In stile fanè, vintage un po’ sciupato, rievochiamo la striscia di Terza Pagina che lo storico Paolo Mieli abolì dal Corsera. Iersera, seduti in strada, come accattoni, davanti all’Hotel Raphael dietro Piazza Navona, laddove i radicalsciocchi fasciocomunisti tirarono a Craxi le storiche monetine, i timidi d’antan Bobo Craxi e Paolo Mieli, hanno presentato il libro Gauche Caviar, ironizzando sulle primedonne della politica italiana da operetta, che strascicano i piedi riottose sul viale del tramonto, mentre in realtà sono vezzose maniere di godersi la vita da sconfitte.

A celebrare “il piacere della sconfitta”, come ha detto il sottile Mieli, era presente il vivace stringitore di mani, l’on. Paolo Cirino Pomicino, il mitico vero animatore de il Divo, capolavoro di Sorrentino: film epico che celebra la strategica napoletanità, che da sempre domina il sottobosco e gli angiporti dell’italica politica in cerca d’autore, più Magna che Grecia. In fondo il vero esempio di goditore della sconfitta millenaria era lui, il guizzante festaiolo ‘Cirino girino’, il greco napoletano indomito, mai lamentoso, pur nella triste occorrenza della dipartita di un altro indomito meridionale, l’On. Ciriaco De Mita; il quale ci ha lasciato però in eredità un altro avellinese, Di Maio, come illustre Ministro degli Esteri, calcolato proponitore di pace in Ucraina, incompreso da tutti i litiganti come voleva essere.
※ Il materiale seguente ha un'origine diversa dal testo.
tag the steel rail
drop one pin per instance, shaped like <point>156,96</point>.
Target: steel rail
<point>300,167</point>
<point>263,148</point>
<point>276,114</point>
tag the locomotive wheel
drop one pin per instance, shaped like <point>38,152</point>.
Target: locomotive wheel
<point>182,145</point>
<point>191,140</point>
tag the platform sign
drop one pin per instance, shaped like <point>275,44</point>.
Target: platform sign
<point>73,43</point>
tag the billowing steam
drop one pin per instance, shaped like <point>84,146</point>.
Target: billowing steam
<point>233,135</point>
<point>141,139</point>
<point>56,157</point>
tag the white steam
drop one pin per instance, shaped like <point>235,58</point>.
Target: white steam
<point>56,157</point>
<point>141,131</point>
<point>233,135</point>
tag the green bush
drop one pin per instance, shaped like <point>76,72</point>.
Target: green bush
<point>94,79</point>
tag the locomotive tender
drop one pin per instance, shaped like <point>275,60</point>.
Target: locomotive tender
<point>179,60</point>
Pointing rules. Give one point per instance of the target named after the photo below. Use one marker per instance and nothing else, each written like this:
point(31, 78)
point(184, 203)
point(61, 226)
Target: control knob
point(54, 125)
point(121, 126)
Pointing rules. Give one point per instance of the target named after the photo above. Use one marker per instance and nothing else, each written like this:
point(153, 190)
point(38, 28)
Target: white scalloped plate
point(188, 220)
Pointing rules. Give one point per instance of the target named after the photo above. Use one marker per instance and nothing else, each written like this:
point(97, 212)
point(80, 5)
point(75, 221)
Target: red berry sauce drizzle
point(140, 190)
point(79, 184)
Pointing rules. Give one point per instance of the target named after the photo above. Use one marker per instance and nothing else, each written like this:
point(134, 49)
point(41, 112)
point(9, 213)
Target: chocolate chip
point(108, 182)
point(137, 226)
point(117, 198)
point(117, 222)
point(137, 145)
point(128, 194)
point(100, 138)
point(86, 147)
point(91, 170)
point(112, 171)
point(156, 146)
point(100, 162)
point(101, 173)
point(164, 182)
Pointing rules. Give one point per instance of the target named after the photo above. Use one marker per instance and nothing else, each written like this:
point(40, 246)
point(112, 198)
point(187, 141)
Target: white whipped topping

Certi politici italiani hanno l’arte antica dei posteggiatori, che è quella di essere presenti con una strimpellata nostalgica, che non impegna nessuno, se non una modesta mancia. E se non è gradita, raccoglie comprensione, dopo un dovuto modesto inchino del cantastorie. Antica arte al margine dei suk mediterranei, sotto l’ombrellone della Nato, a cercare di capire Israele e Ucraina, tra una cena al Circolo del Golf ed una bruschettata a Centocelle pagata dal reddito di cittadinanza. Piccolo-grande amore di Bel Paese, come cantava Baglioni al mercatino di Porta Portese, dove si parla per parlare; e non è cosa da poco se greco e british romanzo sono candidati in pole position come idioma globale.

Insomma, lo stagionato druido cattolico irlandese dà il “la”, e il resto del mondo segue; ma nell’Italia, che Mark Twain e il Principe Totò definivano “Miseria e nobiltà”: il resto è ‘mancia’.